Search code examples
rtokenizepurrrstrsplitdbplyr

Split string into rows with dbplyr


So I would like to split a string, in this instance on a space, into rows. I would like to do this using dbplyr, which is proving to be an issue. Obviously, if I collect there area tons of ways to do this. Although I need to do this without collecting. Here is some dummy data, one way to do with collecting, and the same way not working without collecting

 library(dbplyr)
 library(dplyr)
 library(tidyr)

 con <- DBI::dbConnect(...)

 df <- tbl(
   src = con,
   from = sql(
   "SELECT 1 AS ID, 'I LIKE CATS' AS TEXT FROM DUAL
   UNION ALL
   SELECT 2 AS ID, 'I LIVE IN A BIG HOUSE' AS TEXT FROM DUAL
   UNION ALL
   SELECT 3 AS ID, 'ARE THERE MANY ORANGES IN THE CUPBOARD' AS TEXT FROM DUAL")
 )

 df %>% 
   collect() %>% 
   mutate(WORD = strsplit(TEXT, " ")) %>% 
   unnest(WORD)

 df %>% 
   mutate(WORD = strsplit(TEXT, " "))

There was a similar (ish) question that went unanswered here: How to split one SQL column into multiple columns in r

There is the use of purrr::map and purrr::reduce with dbplyr to union function outputs that I've tried to use, but still to no avail: Using purrr::map2() with dbplyr

Any help would be massively appreciated, thanks!


Solution

  • I recommend starting by locating the spaces " " in your text. If you know the location of the spaces in each string, then it is straightforward to fetch just the text in between the spaces using substr which dbplyr can translate into SQL.

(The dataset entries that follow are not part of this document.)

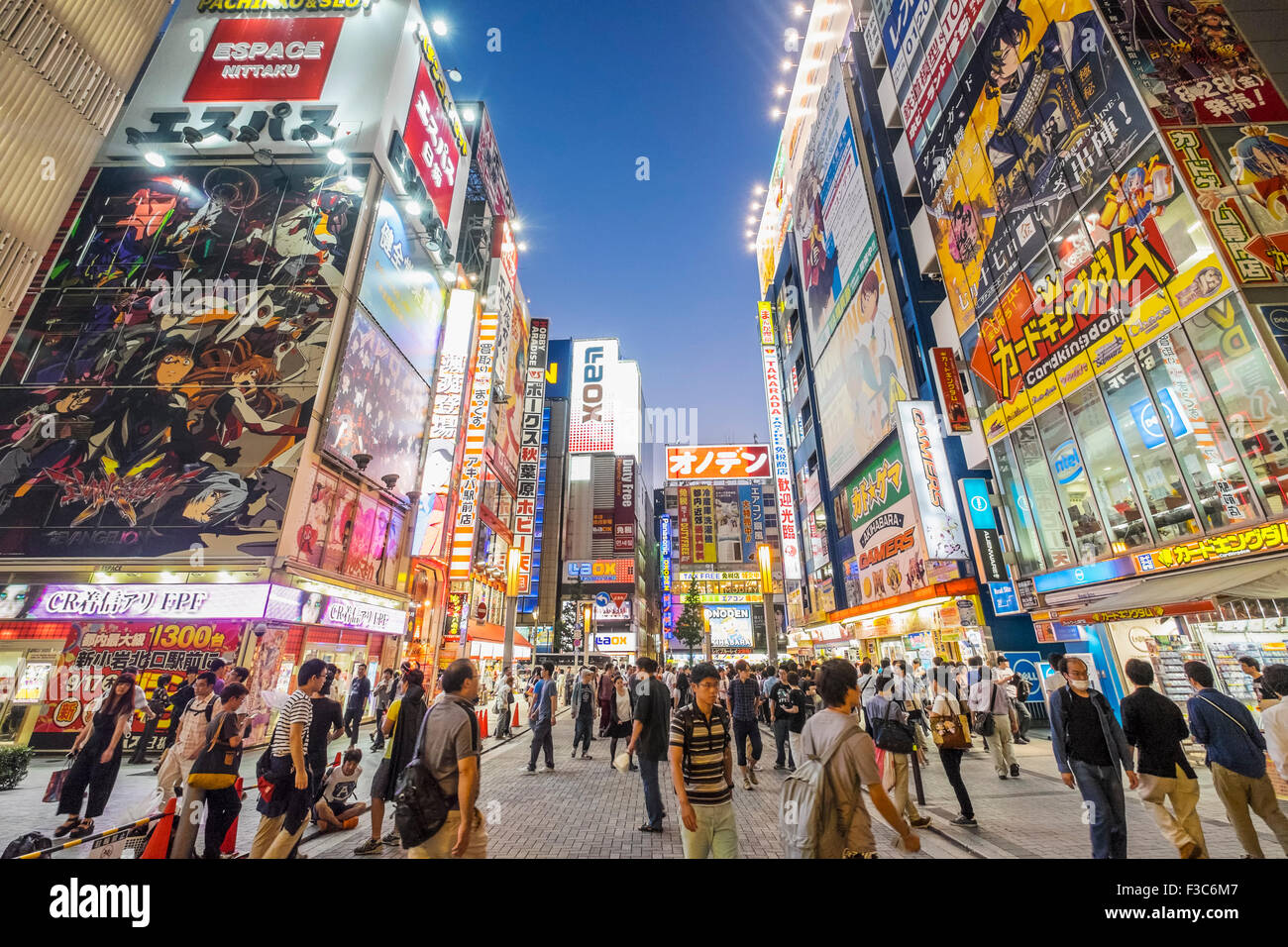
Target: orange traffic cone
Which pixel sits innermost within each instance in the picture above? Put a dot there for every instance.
(159, 843)
(230, 844)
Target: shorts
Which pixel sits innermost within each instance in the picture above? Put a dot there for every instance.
(384, 785)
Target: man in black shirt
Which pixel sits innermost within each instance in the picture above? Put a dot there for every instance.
(360, 688)
(1155, 727)
(651, 737)
(782, 710)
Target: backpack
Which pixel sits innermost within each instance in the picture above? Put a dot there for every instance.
(803, 801)
(421, 805)
(26, 844)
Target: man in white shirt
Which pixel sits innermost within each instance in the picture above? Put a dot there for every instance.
(1274, 719)
(988, 694)
(189, 737)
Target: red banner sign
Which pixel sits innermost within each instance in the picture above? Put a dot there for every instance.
(257, 59)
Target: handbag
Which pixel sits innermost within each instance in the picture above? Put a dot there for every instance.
(951, 731)
(215, 766)
(984, 724)
(54, 788)
(896, 736)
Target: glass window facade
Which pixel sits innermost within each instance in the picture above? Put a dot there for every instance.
(1185, 437)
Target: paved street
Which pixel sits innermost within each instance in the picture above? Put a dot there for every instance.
(588, 809)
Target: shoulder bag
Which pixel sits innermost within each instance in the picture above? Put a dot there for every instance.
(894, 736)
(984, 724)
(217, 764)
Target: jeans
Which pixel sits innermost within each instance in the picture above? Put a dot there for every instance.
(742, 731)
(352, 720)
(716, 835)
(1024, 718)
(1106, 808)
(652, 792)
(781, 729)
(222, 808)
(952, 761)
(581, 733)
(542, 740)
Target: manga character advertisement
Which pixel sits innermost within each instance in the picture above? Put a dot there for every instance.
(861, 375)
(1192, 63)
(1039, 119)
(95, 652)
(158, 392)
(378, 407)
(832, 214)
(1127, 270)
(1239, 175)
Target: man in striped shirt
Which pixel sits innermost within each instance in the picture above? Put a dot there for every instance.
(702, 771)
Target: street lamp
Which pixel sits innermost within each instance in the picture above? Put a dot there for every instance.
(767, 596)
(511, 604)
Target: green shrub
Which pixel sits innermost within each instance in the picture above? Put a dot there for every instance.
(13, 764)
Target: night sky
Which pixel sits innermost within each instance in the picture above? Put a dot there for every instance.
(578, 93)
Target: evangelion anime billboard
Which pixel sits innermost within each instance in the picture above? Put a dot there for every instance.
(159, 390)
(1042, 115)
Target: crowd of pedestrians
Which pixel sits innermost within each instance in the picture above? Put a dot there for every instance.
(844, 737)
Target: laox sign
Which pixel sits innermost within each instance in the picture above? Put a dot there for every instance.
(592, 386)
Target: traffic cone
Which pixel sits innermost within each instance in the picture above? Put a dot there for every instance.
(230, 844)
(159, 843)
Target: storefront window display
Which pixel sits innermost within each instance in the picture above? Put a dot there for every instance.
(1016, 500)
(1193, 424)
(1073, 486)
(1248, 392)
(1043, 502)
(1109, 475)
(1157, 475)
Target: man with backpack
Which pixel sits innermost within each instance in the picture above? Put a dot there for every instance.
(702, 770)
(822, 812)
(189, 736)
(450, 750)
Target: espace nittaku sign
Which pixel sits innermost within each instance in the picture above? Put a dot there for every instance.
(256, 59)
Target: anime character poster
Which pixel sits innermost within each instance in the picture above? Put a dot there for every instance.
(378, 407)
(862, 371)
(832, 213)
(1039, 119)
(1192, 63)
(1250, 187)
(158, 393)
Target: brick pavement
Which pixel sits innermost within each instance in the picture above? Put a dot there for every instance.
(588, 809)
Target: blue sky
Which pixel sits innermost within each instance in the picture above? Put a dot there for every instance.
(578, 93)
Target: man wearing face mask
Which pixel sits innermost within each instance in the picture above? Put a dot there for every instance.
(1089, 749)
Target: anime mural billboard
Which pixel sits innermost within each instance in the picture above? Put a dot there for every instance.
(1039, 119)
(159, 389)
(1192, 63)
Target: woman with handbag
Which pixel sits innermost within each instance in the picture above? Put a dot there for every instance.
(949, 723)
(97, 758)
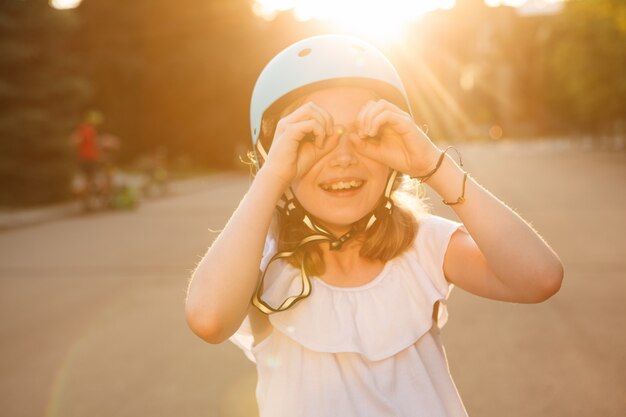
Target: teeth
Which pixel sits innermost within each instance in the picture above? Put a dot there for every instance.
(342, 185)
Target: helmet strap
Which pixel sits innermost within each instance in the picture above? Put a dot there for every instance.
(291, 208)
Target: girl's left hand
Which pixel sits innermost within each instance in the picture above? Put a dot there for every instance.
(388, 135)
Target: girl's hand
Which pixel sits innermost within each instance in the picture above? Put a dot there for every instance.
(301, 139)
(388, 135)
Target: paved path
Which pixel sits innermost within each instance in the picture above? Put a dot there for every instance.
(92, 324)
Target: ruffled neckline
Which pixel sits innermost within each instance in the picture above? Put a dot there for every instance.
(377, 319)
(355, 288)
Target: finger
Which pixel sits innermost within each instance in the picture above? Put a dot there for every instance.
(307, 130)
(360, 118)
(328, 121)
(379, 107)
(399, 122)
(311, 110)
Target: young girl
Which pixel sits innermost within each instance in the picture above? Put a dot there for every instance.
(330, 274)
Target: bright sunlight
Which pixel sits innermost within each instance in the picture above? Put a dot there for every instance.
(380, 19)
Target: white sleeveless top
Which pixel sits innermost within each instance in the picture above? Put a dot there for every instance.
(372, 350)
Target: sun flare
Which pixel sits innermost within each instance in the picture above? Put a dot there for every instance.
(383, 20)
(64, 4)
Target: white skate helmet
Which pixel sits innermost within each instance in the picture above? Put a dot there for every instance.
(317, 62)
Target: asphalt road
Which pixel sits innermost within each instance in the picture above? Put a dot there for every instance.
(92, 323)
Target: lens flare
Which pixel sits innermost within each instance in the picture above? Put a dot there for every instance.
(65, 4)
(383, 20)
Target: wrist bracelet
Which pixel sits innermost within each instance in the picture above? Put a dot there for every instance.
(426, 177)
(461, 199)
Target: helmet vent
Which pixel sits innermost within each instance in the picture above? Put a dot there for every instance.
(304, 52)
(358, 47)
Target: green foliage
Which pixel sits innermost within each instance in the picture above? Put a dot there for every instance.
(587, 66)
(40, 92)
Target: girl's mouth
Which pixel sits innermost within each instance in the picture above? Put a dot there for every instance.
(342, 185)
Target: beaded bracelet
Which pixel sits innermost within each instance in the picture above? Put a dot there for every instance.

    Finding the location of all the spaces in your text, when there is a non-constant number, is non-trivial to do in SQL. The best way appears to via nested SQL query (as per this answer) which you can not write using dbplyr translation.

    One alternative that you can use is to find the first space, trim the string and iterate:

    library(dplyr)
    library(dbplyr)
    library(stringr)
    
    out1 <- df %>%
      mutate(first_space = str_locate(' ', TEXT)) %>%
      mutate(first_word = substr(TEXT, 1, first_space - 1),
             remaining_text = substr(TEXT, first_space + 1, nchar(TEXT)))
    
    keep <- out %>%
      select(ID, first_word) %>%
      rename(WORD = first_word)
    
    remainder <- out %>%
      select(ID, remaining_text) %>%
      filter(!is.na(remaining_text)) %>%
      rename(TEXT = remaining_text)
    

    I would then append keep to an output table, check the number of rows in remainder, replace df with remainder and iterate.

    Note: str_locate finds the index of the first space. In my testing, not every flavor of SQL had a translation defined for this. So this approach may fail depending on your database.

    However, every flavor of SQL should have an equivalent function. You should be able to enter this function directly, and because dbplyr does not have a translation defined for it the function should be passed untranslated to the server.

    For example, in SQL server CHARINDEX has the same purpose as str_locate. Hence you could use CHARINDEX(' ', TEXT) instead of str_locate(' ', TEXT).